Slowly he sauntered towards her. Instead of taking the seat next to her, he sat down on the large teak coffee table that complemented the rest of the earth-toned, conceptually stunning décor. His thighs braced on either side of hers, he leaned forward on his elbows, another hard smile showcasing his impressive cheekbones. ‘You want to know what havoc your father’s little digging expedition wreaked?’
She held firm and nodded.
‘Muy bien,’ he grunted. ‘My mother was seventeen and on her way to church one day when she caught the eye of a rich man in his fancy car. To most people that sounds like the beginning of a fairy tale. From my mother, it was the beginning of the end, only she didn’t know it at the time. She’d led a strict, sheltered life and had no idea she’d caught the eye of the son of the baron from the neighbouring town. A married son of a baron twice her age. He seduced her, alienated her from her family, who eventually disowned her, and set her up in a run-down house on the edge of his estate. That was where I was born six years later. I was delivered by a retired midwife because my father didn’t want anyone to know he’d fathered a bastard, which was a standing joke because everyone knew, of course.’
Carla’s chest tightened at the pain etched on his face.
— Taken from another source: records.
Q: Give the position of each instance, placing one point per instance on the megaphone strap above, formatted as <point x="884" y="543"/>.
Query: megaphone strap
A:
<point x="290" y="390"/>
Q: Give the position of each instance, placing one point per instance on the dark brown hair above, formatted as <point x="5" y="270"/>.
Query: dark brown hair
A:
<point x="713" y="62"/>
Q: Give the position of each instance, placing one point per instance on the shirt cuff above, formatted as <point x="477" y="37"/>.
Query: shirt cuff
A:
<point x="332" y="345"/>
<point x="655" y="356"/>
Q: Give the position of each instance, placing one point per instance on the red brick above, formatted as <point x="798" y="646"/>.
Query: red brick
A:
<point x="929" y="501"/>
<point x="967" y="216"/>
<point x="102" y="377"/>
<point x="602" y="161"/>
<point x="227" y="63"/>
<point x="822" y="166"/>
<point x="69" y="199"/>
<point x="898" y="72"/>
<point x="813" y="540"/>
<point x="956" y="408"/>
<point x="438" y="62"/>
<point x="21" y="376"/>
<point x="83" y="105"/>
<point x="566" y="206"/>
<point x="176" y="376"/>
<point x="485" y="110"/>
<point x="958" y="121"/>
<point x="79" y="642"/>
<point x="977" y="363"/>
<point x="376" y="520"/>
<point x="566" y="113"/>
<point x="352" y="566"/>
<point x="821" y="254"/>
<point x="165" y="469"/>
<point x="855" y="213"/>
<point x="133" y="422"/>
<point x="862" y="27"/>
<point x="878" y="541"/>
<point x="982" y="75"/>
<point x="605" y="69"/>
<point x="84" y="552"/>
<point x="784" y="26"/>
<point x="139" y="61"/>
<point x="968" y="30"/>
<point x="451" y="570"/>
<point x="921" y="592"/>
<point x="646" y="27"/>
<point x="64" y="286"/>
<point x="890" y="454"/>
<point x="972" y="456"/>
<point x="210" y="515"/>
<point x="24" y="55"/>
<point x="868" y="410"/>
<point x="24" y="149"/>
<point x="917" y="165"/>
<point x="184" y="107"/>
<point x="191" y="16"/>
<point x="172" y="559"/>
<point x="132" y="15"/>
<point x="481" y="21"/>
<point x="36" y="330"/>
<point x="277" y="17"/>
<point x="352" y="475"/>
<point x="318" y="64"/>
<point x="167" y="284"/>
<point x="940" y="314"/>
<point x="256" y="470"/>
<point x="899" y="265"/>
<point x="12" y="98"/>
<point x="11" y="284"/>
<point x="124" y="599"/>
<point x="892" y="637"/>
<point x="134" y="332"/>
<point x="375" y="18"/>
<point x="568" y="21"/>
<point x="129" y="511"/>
‘There were complications with my birth. My mother survived, but she was never completely whole. She should have been in a hospital with medical professionals not in a shack with an old woman to birth me.’ The hands dangling between his legs tightened into hard fists. ‘I grew up knowing he was the man who had wilfully sacrificed my mother’s health on the altar of his reputation. Unfortunately, that wasn’t the only unsavoury trait he possessed. He strung my mother along with the usual empty promise to leave his baroness for her, even while she supplied him with heirs and spares on a regular basis.’
‘So you have half-brothers and sisters?’
One masculine eyebrow cocked. ‘Of course not. I don’t exist, remember?’
She flinched, and barely resisted the urge to touch him. ‘You exist. If to no one else you must have done to your mother.’
‘She home schooled me at his insistence—private school was never on the cards on account of his many children needing his every euro. I was only allowed to play in the garden of the house. While boys my age were bonding over football, I wasn’t even allowed to climb a tree in case I hurt myself and I had to suffer the presence of the village doctor.’
Tears stung her eyes. She blinked them away quickly before he spotted the helpless empathy that blazed in her heart for him. Just for something to do, she picked up her water glass and took a sip, her heart tripping frantically as he continued.
‘The upside of all that cloistered existence was that I excelled academically. If nothing else, she was quietly proud of me for not letting her down the way my father had.’
‘Did she ever leave him?’
A haunted smile touched his lips, as if he was caught in a despondent memory. ‘I bought her several homes around the world, had the best horticulturists recreate her beloved garden in each home. She didn’t stay in any property for more than a few weeks, a month at most. It was almost as if she couldn’t physically stand to be away from that godforsaken ramshackle house, waiting for that bastard to spare her a crumb of his time.’ His voice was an edgy sneer, his jaw clenched tight.
‘Did you two ever interact?’
‘I didn’t actually see him up close until I was nine years old. I broke my boundaries and snuck off to the big castle on the hill—it was surprisingly easy. I hid in the bushes and watched him playing tennis with one of his other children. I wanted to walk up to him, announce who I was and spit in his face for making my mother cry late at night when she thought I was asleep.’
A light shudder quivered through him and she knew he was caught up in memory. This time, she ventured a light touch.
The moment her fingers grazed his knuckles, he jerked away. Springing to his feet, he paced to the window. Carla curled her fingers, berating herself for being hurt by his rejection when all the hurt in this situation belonged to him.